If you do not want to dig for water in the canyon, consider using a GPS device. There are units available for rent at different theme parks and campgrounds. Simply input the location you are going to be heading to in your GPS device (including any necessary coordinates) and you will be shown exactly where you need to go to find a water source or a bathroom.
There are easier ways to find water for example, if it rains and such you can catch water with a cup. Check canyons and mountain bases as there could be sources of water there. Searching up canyons and valleys and following wildlife will also guide you to finding water. You can also search for potholes in shady areas especially at the bottom of cliffs. If you find bright green foliage, chances are water is nearby. In the middle of nowhere, you will feel like there is no water. But you’d be surprised to know that trees even have water near the surface. Digging near the base of a tree can help you find water as well.

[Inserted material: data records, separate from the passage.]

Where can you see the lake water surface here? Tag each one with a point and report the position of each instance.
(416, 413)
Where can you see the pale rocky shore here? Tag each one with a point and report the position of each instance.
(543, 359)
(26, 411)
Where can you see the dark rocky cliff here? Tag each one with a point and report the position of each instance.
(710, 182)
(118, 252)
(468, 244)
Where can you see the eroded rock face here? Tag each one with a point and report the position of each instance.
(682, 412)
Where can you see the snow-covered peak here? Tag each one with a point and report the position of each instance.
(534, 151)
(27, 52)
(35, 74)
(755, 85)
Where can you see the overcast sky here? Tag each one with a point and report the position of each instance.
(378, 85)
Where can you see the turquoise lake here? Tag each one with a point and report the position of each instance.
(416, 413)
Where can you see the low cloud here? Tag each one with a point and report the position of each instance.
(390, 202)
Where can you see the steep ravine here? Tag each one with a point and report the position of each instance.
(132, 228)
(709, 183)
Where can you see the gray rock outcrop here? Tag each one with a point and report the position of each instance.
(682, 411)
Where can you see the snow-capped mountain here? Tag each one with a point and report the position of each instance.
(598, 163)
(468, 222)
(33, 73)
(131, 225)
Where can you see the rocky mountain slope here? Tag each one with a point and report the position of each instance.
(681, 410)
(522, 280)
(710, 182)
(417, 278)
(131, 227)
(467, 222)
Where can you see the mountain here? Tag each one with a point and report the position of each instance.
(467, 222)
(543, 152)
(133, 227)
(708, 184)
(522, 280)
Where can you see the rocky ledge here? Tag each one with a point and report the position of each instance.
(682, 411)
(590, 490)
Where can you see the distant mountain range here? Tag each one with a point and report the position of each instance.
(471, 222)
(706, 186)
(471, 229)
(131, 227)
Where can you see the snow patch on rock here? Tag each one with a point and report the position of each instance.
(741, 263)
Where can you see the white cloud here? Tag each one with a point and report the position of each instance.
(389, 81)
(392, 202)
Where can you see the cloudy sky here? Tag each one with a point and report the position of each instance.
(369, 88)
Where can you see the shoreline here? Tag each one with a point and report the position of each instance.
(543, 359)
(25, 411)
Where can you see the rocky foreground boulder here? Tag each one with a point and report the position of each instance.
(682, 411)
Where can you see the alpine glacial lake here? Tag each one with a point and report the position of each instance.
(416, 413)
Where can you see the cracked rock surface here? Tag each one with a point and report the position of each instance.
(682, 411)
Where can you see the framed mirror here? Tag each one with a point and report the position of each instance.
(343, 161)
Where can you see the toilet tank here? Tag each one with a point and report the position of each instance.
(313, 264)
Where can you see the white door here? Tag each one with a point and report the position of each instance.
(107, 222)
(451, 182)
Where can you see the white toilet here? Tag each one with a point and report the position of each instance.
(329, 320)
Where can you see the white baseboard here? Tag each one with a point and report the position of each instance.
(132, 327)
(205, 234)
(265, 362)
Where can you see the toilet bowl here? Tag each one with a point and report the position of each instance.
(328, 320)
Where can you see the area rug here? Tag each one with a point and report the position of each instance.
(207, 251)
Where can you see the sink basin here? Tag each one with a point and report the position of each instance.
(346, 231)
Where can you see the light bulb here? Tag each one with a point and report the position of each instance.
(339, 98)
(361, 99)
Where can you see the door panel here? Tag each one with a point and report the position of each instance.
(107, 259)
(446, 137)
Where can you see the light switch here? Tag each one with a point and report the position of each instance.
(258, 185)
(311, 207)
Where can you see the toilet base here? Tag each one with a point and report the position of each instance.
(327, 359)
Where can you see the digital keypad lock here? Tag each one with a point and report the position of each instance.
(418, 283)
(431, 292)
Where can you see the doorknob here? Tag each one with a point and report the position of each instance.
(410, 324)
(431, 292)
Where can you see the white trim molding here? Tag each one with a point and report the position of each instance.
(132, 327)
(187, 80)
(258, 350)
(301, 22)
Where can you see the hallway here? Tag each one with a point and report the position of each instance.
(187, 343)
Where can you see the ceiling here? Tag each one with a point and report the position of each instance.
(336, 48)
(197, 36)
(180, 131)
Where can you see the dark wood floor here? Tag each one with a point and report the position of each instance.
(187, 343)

Most of the time if you are in a desert you probably are on a hike or backpacking through the desert. Some people’s careers leave them searching high and low in deserts or out in the middle of nowhere. In these instances they carry along equipment that they need to work with. Especially for people working on looking for mineral deposits etc, they will always have more than a shovel to dig. Looking for water in the desert might interest you in careers of logging and such. Consider familiarizing yourself with environmental careers such as geoscience. You can gain more information and look into what equipment these scientists use on sites such as https://mountsopris.com/wellcad/core-logging-software/. Some of these equipment if had on hand would most likely help you find water in a desert as well.
Besides the tips mentioned above to find water, you should also keep in mind that water reservation will be important as well. You can slow your rate of water loss. Exercising or sun exposure will increase your dehydration. So during the day when it is really hot, stay in the shade or keep your skin covered to prevent sweat evaporation.